In other words, Baccaglini is telling us, there used to be racism in America and that made Black people bad parents!  (The real story of how child welfare treats families in the South Bronx can be found here.)

The idea that the solution here might be helping the mom with job training, health care and education apparently is not on the table.

A poor understanding of poverty


And that leads to another problem with Riley’s attempt to lure libertarians into a love of big government: misstating the relationship between poverty and the child welfare system.

Adopting a voice of reason tone for Reason that differs from her Post persona, Riley tells us:

There is a bit of a chicken-and-egg problem here. Poverty is highly correlated with abuse. There are a variety of reasons for that, which can be difficult to untangle. Poverty causes stress in marriages and other relationships, and sometimes that stress is taken out on kids.

But that’s only a small part of the story. Yes, of course poverty exacerbates stress and that can lead to more actual abuse. But Riley ignores the larger issue, the confusion of poverty itself with neglect, thanks to broad, vague laws that often define neglect as lack of adequate food clothing or shelter.
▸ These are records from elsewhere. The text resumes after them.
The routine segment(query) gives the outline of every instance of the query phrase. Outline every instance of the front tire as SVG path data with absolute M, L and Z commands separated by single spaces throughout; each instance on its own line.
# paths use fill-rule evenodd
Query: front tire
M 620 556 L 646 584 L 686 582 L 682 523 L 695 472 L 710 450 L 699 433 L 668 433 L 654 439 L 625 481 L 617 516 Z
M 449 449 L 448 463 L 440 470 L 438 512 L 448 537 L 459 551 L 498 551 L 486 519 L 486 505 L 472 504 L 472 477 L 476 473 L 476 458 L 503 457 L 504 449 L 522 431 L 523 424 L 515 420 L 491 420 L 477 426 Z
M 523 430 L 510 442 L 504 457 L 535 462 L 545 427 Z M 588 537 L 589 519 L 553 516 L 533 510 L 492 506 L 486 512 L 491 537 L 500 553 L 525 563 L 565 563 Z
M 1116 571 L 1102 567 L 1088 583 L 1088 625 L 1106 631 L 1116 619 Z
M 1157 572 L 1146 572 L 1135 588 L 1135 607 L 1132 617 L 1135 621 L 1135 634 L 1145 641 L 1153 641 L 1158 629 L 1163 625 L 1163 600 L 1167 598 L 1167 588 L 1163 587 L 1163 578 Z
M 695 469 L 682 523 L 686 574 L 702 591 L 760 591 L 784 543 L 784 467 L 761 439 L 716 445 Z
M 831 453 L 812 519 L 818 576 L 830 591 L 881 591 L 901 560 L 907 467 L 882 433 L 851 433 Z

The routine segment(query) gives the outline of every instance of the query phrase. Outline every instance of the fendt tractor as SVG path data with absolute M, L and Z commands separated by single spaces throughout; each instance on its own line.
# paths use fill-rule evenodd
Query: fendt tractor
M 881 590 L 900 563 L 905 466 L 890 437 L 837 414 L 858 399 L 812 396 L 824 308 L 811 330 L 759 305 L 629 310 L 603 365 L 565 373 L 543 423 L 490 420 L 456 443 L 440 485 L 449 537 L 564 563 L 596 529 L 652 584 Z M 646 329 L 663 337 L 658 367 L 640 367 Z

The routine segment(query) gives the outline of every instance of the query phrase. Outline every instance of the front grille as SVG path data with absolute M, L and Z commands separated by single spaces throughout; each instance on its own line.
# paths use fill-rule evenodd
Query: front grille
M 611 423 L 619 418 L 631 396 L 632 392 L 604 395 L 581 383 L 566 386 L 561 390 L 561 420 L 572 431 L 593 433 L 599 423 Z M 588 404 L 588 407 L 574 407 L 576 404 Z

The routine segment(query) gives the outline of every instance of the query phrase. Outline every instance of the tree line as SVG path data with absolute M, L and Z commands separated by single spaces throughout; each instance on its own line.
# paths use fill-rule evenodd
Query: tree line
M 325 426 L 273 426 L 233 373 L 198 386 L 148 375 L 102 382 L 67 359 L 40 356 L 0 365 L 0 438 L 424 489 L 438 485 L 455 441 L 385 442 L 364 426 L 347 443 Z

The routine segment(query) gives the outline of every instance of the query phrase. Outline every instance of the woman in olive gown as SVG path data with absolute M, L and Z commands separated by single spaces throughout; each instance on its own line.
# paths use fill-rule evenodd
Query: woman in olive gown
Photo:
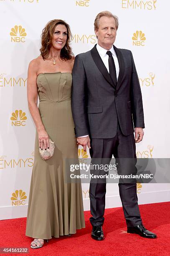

Once again, she is more direct in the Post, where she can appeal directly to her right-wing base. There, she offers a critique of social work education similar to her assessment of Black Studies – but this time she relies on course catalogues instead of dissertation summaries.

She finds it deeply disturbing that one school of social work offers a course exploring “poverty in the context of oppression, diversity and social justice” and another has one that helps students “challenge bias, prejudice and forms of discrimination…” This supposedly proves that social work education often is “boxed in by political correctness in an industry where that can be deadly.”

Given all this, it’s no surprise that in Reason she echoes the argument of the white middle-class foster parent who extolled predictive analytics in child welfare in an article for The New York Times Magazine: There is no racial bias in child welfare – and predictive analytics will fix the bias that already doesn’t exist!

Whitewashing failure in Los Angeles


Like the Times Magazine writer, Riley also has a problem dealing with the failure of the first predictive analytics experiment in Los Angeles, known as AURA. The Times Magazine story solved the problem by ignoring it altogether.  Riley takes a more confusing approach. She touts its alleged success, but then notes that

Nonetheless, [the Los Angeles child welfare agency] ultimately concluded that AURA was "fatally flawed."
 
Riley’s only explanation:

Perhaps because they realize how sensitive the program is, and how much relying on the wrong model could have undermined public confidence, they are self-reflective and critical in a way you might not expect from government bureaucrats.

Yes. That must be it.  It can’t possibly be because the experiment had a false positive rate of 95 percent – that is, 95 percent of the time, when the model predicted something terrible would happen to a child, it didn’t.  Riley never mentions this in her story.

So add Naomi Schaefer Riley to the long list of take-the-child-and-run advocates who are pushing predictive analytics, such as Gelles, and Bartholet. 

And almost all of them now are trying to persuade us that, really, truly, predictive analytics will curb the needless intrusion into the lives of Americans and the wrongful removal of children, something none of them has shown any indication of caring much about before.  It reminds me of how congressional Republicans suddenly embraced the Children’s Health Insurance Program, when they thought it would help them score political points during the debate over the recent government shutdown.

There is nothing libertarian about predictive analytics in child welfare. It’s just big government conservatism.